Em 1945 Almada terminava os frescos da Gare Marítima de Alcântara. E em 1949, os frescos da Gare Marítima da Rocha do Conde de Óbidos (datados de 47-49). (Os segundos chegaram a estar em risco, pelo seu pós-cubismo e por uma representação do povo que já conhecia o neo-realismo - sobreviveram, o que não aconteceu a outros frescos.)
Em 1946 Júlio Pomar começara os frescos do cinema Batalha, no Porto, o qual se inaugura a 29 de Maio de 1947 com uma das pinturas não concluídas devido à prisão do artista (com toda a comissão central do MUD Juvenil). Completada nos últimos meses desse ano, a empresa do cinema é intimada já em 1948 a ocultar as pinturas - com data limite de 25 de Junho. (O MAP abriu a 15 de Julho, recorde-se.)

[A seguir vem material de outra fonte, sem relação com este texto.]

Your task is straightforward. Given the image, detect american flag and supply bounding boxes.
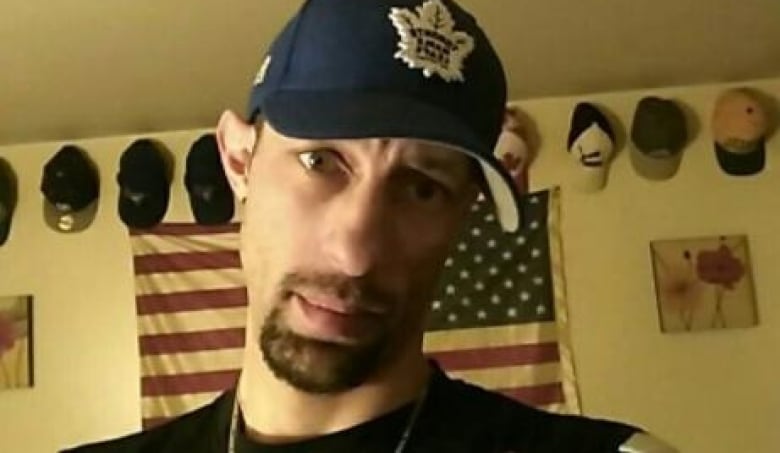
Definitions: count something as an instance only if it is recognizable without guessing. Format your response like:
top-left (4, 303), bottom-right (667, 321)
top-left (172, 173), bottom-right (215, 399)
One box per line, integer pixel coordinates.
top-left (130, 190), bottom-right (579, 428)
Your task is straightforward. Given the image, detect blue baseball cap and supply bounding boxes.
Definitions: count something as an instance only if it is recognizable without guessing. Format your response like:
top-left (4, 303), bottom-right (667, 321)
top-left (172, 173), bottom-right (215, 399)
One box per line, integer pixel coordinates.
top-left (247, 0), bottom-right (521, 231)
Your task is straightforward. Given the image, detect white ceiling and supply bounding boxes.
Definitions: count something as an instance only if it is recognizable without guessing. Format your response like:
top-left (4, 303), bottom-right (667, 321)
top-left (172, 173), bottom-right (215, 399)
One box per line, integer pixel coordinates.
top-left (0, 0), bottom-right (780, 144)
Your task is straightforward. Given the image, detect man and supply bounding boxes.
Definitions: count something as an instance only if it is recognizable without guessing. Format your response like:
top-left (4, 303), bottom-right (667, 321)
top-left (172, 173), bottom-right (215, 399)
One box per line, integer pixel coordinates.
top-left (67, 0), bottom-right (676, 453)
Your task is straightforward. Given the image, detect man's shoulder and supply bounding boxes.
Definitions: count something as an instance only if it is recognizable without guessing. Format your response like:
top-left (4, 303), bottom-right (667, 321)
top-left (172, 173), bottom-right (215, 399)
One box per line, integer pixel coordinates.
top-left (433, 372), bottom-right (641, 452)
top-left (61, 392), bottom-right (234, 453)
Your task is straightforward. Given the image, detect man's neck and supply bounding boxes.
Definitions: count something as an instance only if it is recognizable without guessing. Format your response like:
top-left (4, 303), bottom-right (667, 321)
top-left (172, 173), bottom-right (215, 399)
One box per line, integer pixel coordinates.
top-left (237, 340), bottom-right (431, 443)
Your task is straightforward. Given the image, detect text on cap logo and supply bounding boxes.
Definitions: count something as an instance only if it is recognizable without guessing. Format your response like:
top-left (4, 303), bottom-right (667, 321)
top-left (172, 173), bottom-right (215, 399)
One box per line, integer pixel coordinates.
top-left (390, 0), bottom-right (474, 82)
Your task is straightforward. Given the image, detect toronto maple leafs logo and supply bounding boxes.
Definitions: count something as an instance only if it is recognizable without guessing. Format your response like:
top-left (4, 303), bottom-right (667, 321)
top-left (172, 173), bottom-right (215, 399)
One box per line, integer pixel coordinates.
top-left (390, 0), bottom-right (474, 82)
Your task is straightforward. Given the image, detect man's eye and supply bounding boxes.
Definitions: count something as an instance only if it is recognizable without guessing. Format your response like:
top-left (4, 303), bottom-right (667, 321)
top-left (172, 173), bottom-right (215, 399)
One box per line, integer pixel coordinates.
top-left (298, 150), bottom-right (340, 172)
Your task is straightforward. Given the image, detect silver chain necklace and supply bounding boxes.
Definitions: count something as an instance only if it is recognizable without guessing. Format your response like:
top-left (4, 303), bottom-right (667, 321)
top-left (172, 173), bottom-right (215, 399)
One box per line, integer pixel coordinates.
top-left (228, 384), bottom-right (428, 453)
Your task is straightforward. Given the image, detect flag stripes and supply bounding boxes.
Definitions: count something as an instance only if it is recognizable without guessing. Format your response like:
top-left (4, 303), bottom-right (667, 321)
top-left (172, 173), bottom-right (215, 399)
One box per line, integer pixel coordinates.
top-left (130, 187), bottom-right (579, 428)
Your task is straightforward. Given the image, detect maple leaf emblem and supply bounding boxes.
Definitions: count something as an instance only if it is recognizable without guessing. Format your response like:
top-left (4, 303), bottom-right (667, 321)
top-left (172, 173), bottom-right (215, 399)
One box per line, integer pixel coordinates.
top-left (390, 0), bottom-right (474, 82)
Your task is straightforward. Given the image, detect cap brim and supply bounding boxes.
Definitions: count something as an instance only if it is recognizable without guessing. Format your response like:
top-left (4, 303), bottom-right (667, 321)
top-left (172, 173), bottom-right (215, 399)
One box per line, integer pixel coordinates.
top-left (188, 190), bottom-right (235, 225)
top-left (118, 191), bottom-right (170, 229)
top-left (261, 91), bottom-right (522, 231)
top-left (630, 147), bottom-right (682, 181)
top-left (715, 139), bottom-right (766, 176)
top-left (570, 164), bottom-right (607, 193)
top-left (43, 198), bottom-right (99, 233)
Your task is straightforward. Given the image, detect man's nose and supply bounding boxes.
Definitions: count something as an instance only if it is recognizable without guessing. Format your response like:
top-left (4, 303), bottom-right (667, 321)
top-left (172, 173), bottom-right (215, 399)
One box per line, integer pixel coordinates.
top-left (323, 183), bottom-right (391, 277)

Também em 1948 realiza-se outra exposição marcante do regime: «15 Anos de Obras Públicas 1932-1947», por iniciativa do Ministério das Obras Públicas e ainda em homenagem à acção de Duarte Pacheco (1899 — 1943), com instalação no Instituto Superior Técnico.
No mesmo nº da revista Panorama (nº 35) em que se noticia e critica a inauguração do MAP (texto do historiador e etnólogo Luís Chaves, abertamente oposto aos seus critérios expositivos - o fascismo não era monocórdico...), as primeiras páginas dessa edição documentam extensamente a presença dos escultores portugueses nessa mostra (Barata Feyo, Francisco Franco, Canto da Maia, Alvaro de Brée, Leopoldo de Almeida e António Duarte) e ilustram a qualidade do design expositivo e da pintura mural (é referido no artigo só o nome de Jorge Barradas). O Arq. Jorge Segurado, outra vez ele, chefiou a equipa de "artistas decoradores" deste "instrutivo documentário e aprazível espectáculo" em que alinharam Roberto de Araújo, Fred Kradolfer, Frederico George, Carlos Botelho e outros.

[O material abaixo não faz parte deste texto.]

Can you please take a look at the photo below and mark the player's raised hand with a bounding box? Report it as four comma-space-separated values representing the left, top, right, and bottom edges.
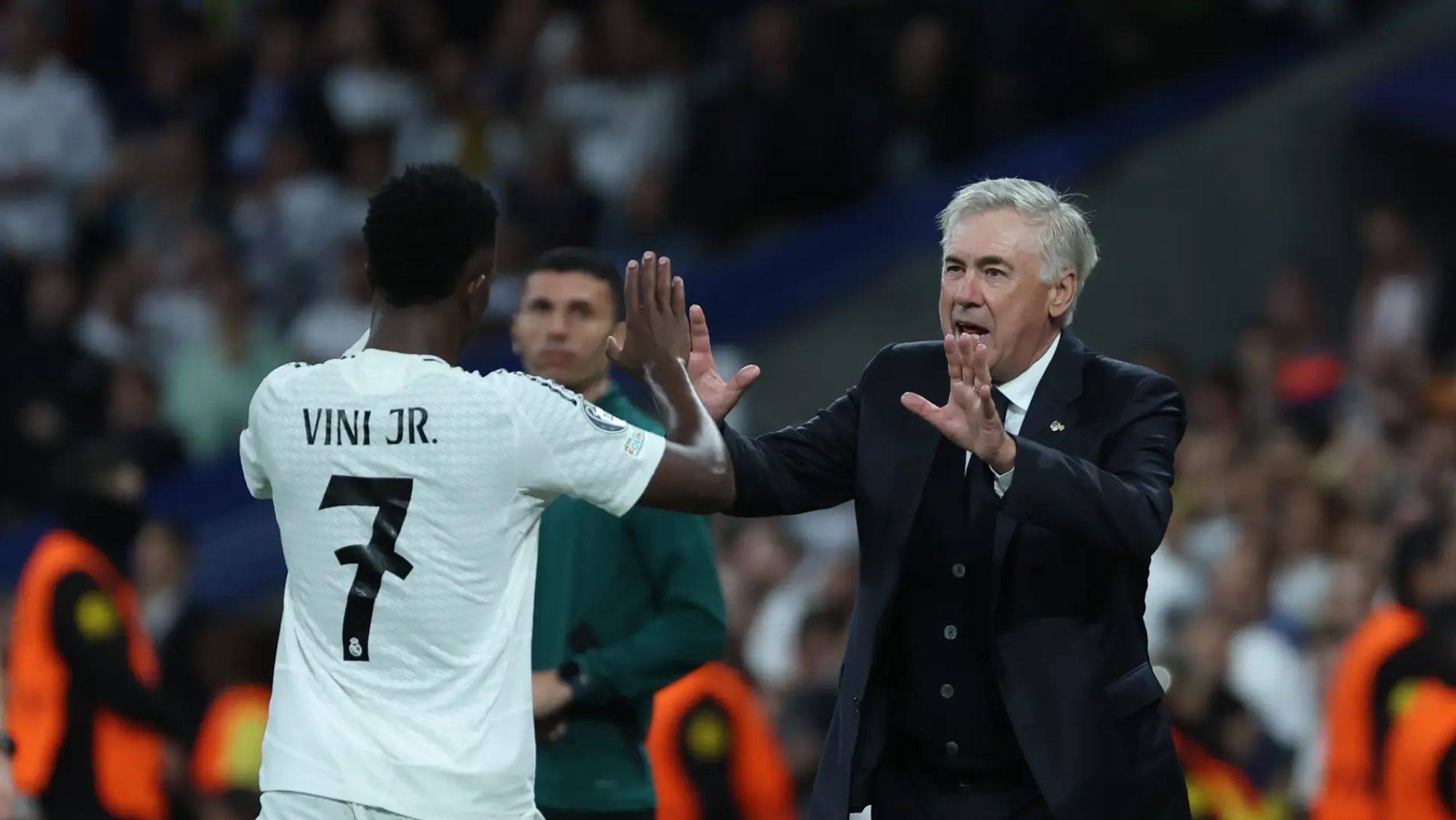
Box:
687, 304, 760, 421
900, 334, 1016, 473
607, 251, 690, 377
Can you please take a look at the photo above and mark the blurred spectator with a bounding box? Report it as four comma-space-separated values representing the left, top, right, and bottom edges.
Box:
498, 130, 601, 271
0, 262, 106, 520
1354, 207, 1440, 373
872, 15, 977, 185
1315, 519, 1456, 819
191, 619, 278, 820
106, 364, 185, 479
132, 520, 210, 725
542, 0, 687, 217
232, 131, 361, 322
0, 0, 109, 256
323, 0, 424, 131
681, 3, 852, 248
288, 240, 374, 363
221, 7, 335, 179
646, 661, 798, 820
393, 42, 527, 181
163, 274, 288, 459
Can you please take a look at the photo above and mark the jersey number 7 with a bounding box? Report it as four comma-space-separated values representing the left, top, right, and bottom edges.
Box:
319, 475, 415, 661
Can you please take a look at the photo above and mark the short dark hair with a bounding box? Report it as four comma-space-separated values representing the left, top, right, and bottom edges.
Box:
364, 163, 498, 307
531, 248, 626, 319
1390, 517, 1446, 609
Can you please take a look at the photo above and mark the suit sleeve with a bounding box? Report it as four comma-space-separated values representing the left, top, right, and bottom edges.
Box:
1003, 376, 1187, 561
51, 572, 189, 740
724, 348, 891, 517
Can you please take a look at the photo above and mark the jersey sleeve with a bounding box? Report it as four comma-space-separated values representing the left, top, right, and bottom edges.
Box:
495, 373, 667, 516
237, 366, 287, 498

Entretanto, o general Norton de Matos apresentou-se oficialmente às eleições para a Presidência da República em Julho de 1948. A campanha eleitoral começou a 3 de Janeiro de 1949, e as eleições realizaram-se em 13 de Fevereir
Em 1949 realiza-se a Exposição dos Artistas Premiados pelo SNI (1935-1948), SNI, em Maio (catálogo com textos de António Ferro e Diogo de Macedo) e a seguir o 1.º Salão de Artes Decorativas (1º e único, aliás), organizado pelo S.N.I. no Palácio Foz, aberto poucos dias depois da IV Exposição Geral de Artes Plásticas, na SNBA, onde se atribuira já (e não por acaso) uma especial atenção à área das artes decorativas, nomeadamente com a apresentação das primeiras tapeçarias executadas em Portalegre, as quais se dividem assim pelos dois salões. (Ver artigo Tapeçarias-de-portalegre )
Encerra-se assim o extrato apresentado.